NDIS fuels Rehab Engineering Centre mission to improve patient outcomes
For over 30 years, Metro North’s Rehabilitation Engineering Centre has done wonders across the state, creating custom equipment that improves the health and wellbeing of Queenslanders with disabilities.
The centre is one of only three in Australia, and is shaking up the one size fits all approach of many disability equipment providers.
Metro North Hospital and Health Service Rehabilitation Engineer Oliver Mason said the needs of patients with a disability were varying and complex, so we have to work with each individual to assess their specific requirements.
“We know what we can do for a patient in terms of equipment, but the complex part is analyzing their situation and providing a solution that will improve their health outcomes and comfort,” Oliver said.

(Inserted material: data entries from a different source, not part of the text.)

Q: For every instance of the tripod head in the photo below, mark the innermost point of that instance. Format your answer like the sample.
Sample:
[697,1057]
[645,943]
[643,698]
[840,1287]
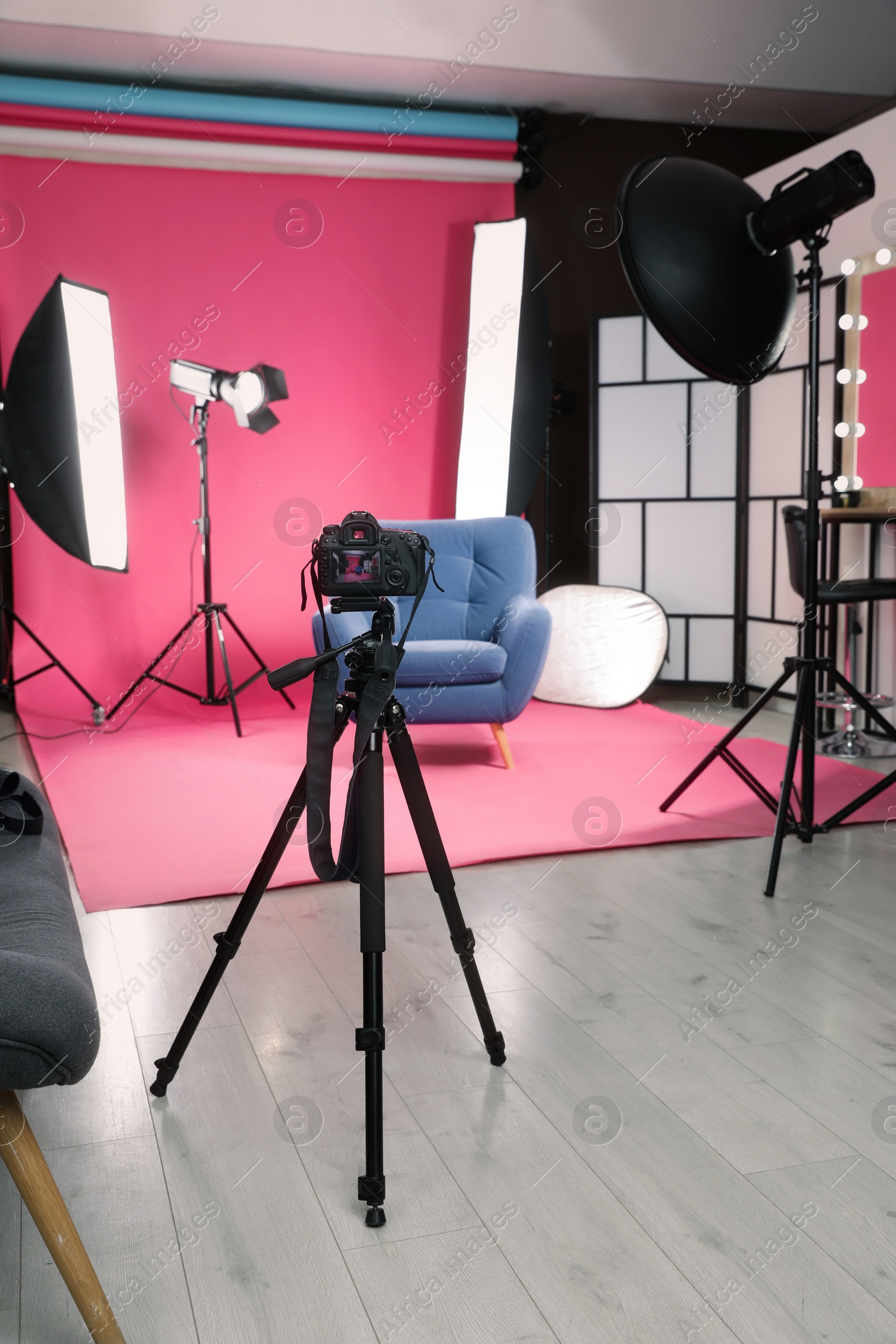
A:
[365,648]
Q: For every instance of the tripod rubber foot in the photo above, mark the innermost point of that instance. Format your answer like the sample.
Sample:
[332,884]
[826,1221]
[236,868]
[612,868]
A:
[164,1076]
[496,1049]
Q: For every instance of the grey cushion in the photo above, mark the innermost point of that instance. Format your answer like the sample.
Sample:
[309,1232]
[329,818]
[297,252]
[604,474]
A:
[49,1020]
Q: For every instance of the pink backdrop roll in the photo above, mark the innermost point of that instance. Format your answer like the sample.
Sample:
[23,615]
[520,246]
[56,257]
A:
[366,318]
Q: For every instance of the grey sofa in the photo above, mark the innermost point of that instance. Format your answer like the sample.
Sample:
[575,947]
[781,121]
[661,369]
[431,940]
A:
[49,1023]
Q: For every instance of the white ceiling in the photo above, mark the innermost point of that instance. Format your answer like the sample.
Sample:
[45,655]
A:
[642,58]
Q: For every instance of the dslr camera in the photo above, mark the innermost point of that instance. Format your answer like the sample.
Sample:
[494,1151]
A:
[358,558]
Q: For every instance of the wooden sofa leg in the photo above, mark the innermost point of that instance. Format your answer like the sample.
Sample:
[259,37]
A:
[500,737]
[29,1168]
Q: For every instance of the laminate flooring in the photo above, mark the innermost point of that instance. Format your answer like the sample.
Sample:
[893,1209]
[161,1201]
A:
[693,1136]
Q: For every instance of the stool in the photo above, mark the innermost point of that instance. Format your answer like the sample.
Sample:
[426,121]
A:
[850,741]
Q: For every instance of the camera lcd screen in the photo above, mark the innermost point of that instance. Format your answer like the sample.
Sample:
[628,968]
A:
[359,566]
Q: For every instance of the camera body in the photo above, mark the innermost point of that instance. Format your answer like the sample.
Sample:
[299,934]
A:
[356,558]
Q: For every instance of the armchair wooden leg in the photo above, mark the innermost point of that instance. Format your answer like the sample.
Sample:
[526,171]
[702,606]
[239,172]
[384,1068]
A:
[29,1168]
[500,737]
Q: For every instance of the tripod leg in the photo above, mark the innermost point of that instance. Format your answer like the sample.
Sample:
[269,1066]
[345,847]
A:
[371,1037]
[228,942]
[231,696]
[441,875]
[805,690]
[254,654]
[722,748]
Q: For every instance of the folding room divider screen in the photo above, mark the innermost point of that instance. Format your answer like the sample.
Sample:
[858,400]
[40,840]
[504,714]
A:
[687,480]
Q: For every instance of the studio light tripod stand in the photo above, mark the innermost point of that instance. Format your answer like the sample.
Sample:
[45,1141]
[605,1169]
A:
[209,615]
[368,696]
[796,808]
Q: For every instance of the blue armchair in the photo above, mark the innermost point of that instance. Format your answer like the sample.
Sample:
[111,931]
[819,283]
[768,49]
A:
[476,652]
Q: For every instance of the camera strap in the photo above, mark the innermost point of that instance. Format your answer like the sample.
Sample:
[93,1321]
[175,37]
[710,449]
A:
[321,741]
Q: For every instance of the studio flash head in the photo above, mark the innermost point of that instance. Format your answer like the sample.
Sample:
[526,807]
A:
[246,393]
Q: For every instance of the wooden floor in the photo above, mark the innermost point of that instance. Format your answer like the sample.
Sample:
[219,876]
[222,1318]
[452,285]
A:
[689,1139]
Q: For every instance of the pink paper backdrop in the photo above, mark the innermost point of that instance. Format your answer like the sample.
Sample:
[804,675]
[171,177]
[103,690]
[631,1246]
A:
[876,395]
[361,321]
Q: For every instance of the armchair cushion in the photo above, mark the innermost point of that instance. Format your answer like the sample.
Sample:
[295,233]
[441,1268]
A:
[487,569]
[450,663]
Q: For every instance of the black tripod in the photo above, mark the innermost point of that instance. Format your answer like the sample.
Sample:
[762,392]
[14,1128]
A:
[8,682]
[209,613]
[800,820]
[365,839]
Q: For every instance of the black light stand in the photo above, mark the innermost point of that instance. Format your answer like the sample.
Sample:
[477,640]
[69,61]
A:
[367,823]
[796,810]
[207,612]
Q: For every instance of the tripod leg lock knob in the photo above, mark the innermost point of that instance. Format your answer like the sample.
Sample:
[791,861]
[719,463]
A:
[226,949]
[465,944]
[371,1188]
[496,1049]
[370,1038]
[164,1076]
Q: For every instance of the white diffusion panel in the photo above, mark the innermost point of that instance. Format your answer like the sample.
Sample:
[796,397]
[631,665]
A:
[620,559]
[673,670]
[776,435]
[93,382]
[713,440]
[496,291]
[789,605]
[689,556]
[641,449]
[711,650]
[662,362]
[759,554]
[621,350]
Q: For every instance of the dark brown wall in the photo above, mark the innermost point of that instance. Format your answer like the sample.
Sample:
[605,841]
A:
[586,160]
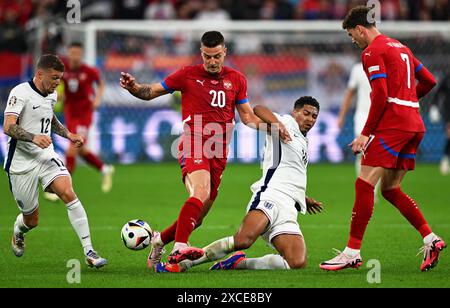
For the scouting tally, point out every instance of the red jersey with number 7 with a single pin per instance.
(213, 96)
(388, 58)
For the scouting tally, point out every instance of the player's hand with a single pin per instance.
(359, 144)
(313, 206)
(127, 81)
(284, 133)
(42, 141)
(76, 139)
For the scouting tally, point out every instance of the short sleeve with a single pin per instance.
(353, 80)
(242, 96)
(15, 103)
(373, 64)
(175, 81)
(417, 65)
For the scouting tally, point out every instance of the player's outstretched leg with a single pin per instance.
(393, 193)
(156, 249)
(107, 181)
(20, 228)
(78, 218)
(362, 212)
(433, 245)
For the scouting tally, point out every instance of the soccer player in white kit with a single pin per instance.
(277, 197)
(29, 121)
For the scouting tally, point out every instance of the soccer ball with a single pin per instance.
(136, 234)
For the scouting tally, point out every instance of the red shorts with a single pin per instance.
(393, 149)
(203, 161)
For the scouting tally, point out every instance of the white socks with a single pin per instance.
(267, 262)
(220, 248)
(19, 225)
(351, 252)
(78, 219)
(213, 252)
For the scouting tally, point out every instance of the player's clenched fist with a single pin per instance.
(127, 81)
(42, 141)
(76, 139)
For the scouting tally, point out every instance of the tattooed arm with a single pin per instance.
(12, 129)
(58, 128)
(142, 91)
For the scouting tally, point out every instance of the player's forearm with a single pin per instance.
(17, 132)
(426, 82)
(378, 104)
(58, 128)
(142, 91)
(346, 103)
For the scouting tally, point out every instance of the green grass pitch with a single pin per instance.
(155, 193)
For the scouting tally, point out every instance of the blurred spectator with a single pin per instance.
(212, 11)
(129, 9)
(12, 36)
(248, 10)
(277, 10)
(23, 8)
(160, 9)
(189, 9)
(440, 11)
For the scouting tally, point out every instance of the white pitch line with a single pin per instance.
(223, 227)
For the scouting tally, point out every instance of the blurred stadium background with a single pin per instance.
(286, 48)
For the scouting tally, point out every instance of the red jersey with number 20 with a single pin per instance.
(79, 91)
(214, 97)
(388, 58)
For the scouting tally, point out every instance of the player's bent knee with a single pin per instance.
(67, 195)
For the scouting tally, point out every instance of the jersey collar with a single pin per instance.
(33, 86)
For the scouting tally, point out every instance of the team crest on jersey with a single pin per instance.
(227, 84)
(268, 205)
(305, 157)
(12, 101)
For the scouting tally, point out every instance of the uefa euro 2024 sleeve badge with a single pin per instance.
(12, 101)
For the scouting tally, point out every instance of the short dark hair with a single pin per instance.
(48, 61)
(212, 39)
(306, 100)
(358, 16)
(76, 44)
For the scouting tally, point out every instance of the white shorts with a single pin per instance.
(25, 187)
(281, 212)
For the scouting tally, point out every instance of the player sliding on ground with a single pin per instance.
(390, 138)
(210, 93)
(29, 121)
(273, 208)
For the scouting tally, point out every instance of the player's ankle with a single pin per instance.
(350, 252)
(178, 246)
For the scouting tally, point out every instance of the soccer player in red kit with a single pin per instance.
(390, 138)
(210, 93)
(80, 101)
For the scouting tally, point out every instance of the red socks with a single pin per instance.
(70, 163)
(93, 160)
(168, 235)
(362, 212)
(409, 209)
(187, 220)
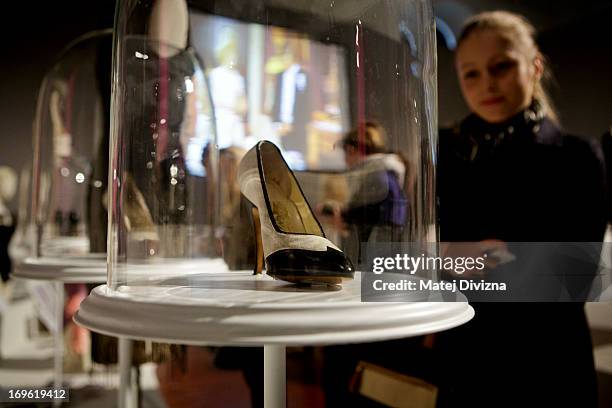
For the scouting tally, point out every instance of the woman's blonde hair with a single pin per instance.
(521, 34)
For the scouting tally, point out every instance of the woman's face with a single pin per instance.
(497, 81)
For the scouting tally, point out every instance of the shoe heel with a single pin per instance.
(256, 224)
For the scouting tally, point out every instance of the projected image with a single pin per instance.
(270, 83)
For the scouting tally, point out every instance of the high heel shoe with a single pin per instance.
(294, 244)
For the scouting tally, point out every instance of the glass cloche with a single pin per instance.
(285, 136)
(70, 146)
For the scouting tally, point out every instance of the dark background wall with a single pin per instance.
(573, 34)
(34, 33)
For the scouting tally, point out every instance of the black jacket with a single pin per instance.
(523, 180)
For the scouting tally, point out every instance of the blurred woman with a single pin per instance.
(509, 173)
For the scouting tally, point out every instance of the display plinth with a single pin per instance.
(237, 308)
(245, 310)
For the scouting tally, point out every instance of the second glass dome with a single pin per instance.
(344, 92)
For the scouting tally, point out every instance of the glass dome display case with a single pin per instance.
(70, 144)
(291, 136)
(277, 135)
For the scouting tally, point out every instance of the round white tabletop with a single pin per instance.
(69, 269)
(237, 308)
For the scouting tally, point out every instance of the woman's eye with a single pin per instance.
(470, 74)
(501, 67)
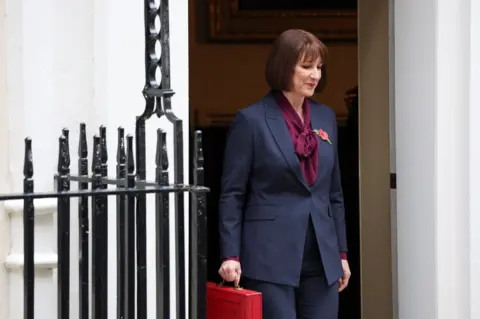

To provide fast-paced, responsive care, the centre consists of both a clinic and a workshop. Once a patient is assessed in the clinic, the Rehabilitation Engineer heads to the workshop to design and fabricate a prototype of the equipment for trial.
“This mean patients, especially children, don’t have to wait a long time for basic items that will improve their quality of life,” Oliver said.
“The rollout of the National Disability Insurance Scheme is now allowing more possibilities for the team and our patients.
“Our service has been focused on seating, posture, and pressure ulcer management but now when patients meet with their NDIS planners to discuss their goals, if they want to cycle again, shoot a Nerf gun or play video games, we can help them.”
Technological advancements in 3D printing have also bolstered their capabilities to make unique and special equipment.
“3D printing has changed the way we work. It enables precision, accuracy and is efficient. We can now prototype complex items with a significant time and resource saving,” Oliver said.
“We’ve created a musical aid for a patient who couldn’t play the cello, and even a nerf gun mount for a patient’s wheelchair.
“We collaborated with a QUT student to help a boy with cerebral palsy play his Xbox. These more fun sounding items are vitally important in motivating patients to achieve their rehabilitation goals and get them back to community.”